The job of an ombudsperson is to act as a representative of the readers of a newspaper. That means taking complaints from those of you whom our stories annoy, following up on them with the editors, and trying to put things right by running corrections if necessary.
The job also involves talking to groups of people who feel that The Crimson has traditionally misrepresented them. During my tenure the Harvard Police Department, the Undergraduate Council and other have raised issues of long-term bias. The ombudsperson does not really handle circulation complaints, though if you've tried all other avenues and no one's been much help, you can certainly write to me about those too. In general, though, calling the redelivery hotline number 495-4774 or the circulation office 495-7890 would probably be more useful.
Here at The Crimson, the ombudsperson is also responsible for resolving questions of conflict of interest. The newspaper's policy is that reporters and editors who are in any way connected with a story should not be involved in producing it.

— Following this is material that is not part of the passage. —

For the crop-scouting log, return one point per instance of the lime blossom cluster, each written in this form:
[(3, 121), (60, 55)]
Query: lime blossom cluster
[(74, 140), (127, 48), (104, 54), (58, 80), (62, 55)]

To people at some newspapers, it sees odd that The Crimson's ombudsperson should be responsible for resolving conflict of interest. The fact that I am both on the news executive board and responsible for policing it, is itself a situation involving conflicting interests.
But this caveat aside, The Crimson's conflict of interest policy is quite strong. Since the aim of news writing is to be objective, people involved in situations, or directly affected by their outcome, should not write about them.
How far is it possible to take this? For a reporter or editor, how close is too close? Clearly, it is unrealistic to expect that reporters will never be interested parties in stories that they cover. Some events at Harvard affect us all; and (though we at 14 Plympton try to report news rather than make it) sometimes we write about The Crimson itself. From these cases, and others, it can be seen that completely eliminating conflict of interest--being a "conflict of interest absolutist" if you will--isn't possible.
So why do we try?
Because minimizing conflicts goes a long way to giving us credibility. A reporter writing about a group of which she is a member isn't seem as being objective--even if in reality she is. For me, this is the essence of the conflict of interest question. All of us, when told that we can't write or edit a story because of a conflict issue, have wondered about the wisdom of the policy. Often, I feel I can be objective even when officially I have a conflict. Nevertheless, though, it helps with credibility if someone else does. The Crimson is seen as being more objective by its readers this was. That's reason enough for us to have a strong conflict of interest policy.
There's another reason we have the policy. We try not to have reporters write about people who could later affect their lives. That means you don't write about professors whom you're taking a class with, or about your own house administration. The possibility of reprisals from a negative article may make a reporter less hard-hitting in cases like these than otherwise.
In the final analysis, The Crimson will try to assign a reporter and editor not connected with a story to write it. This isn't always possible. Sometimes there is no one fully divorced from the story. At other times, depending on schedules, there is no one free. But it's something that we care about, and as much as possible, something we will do.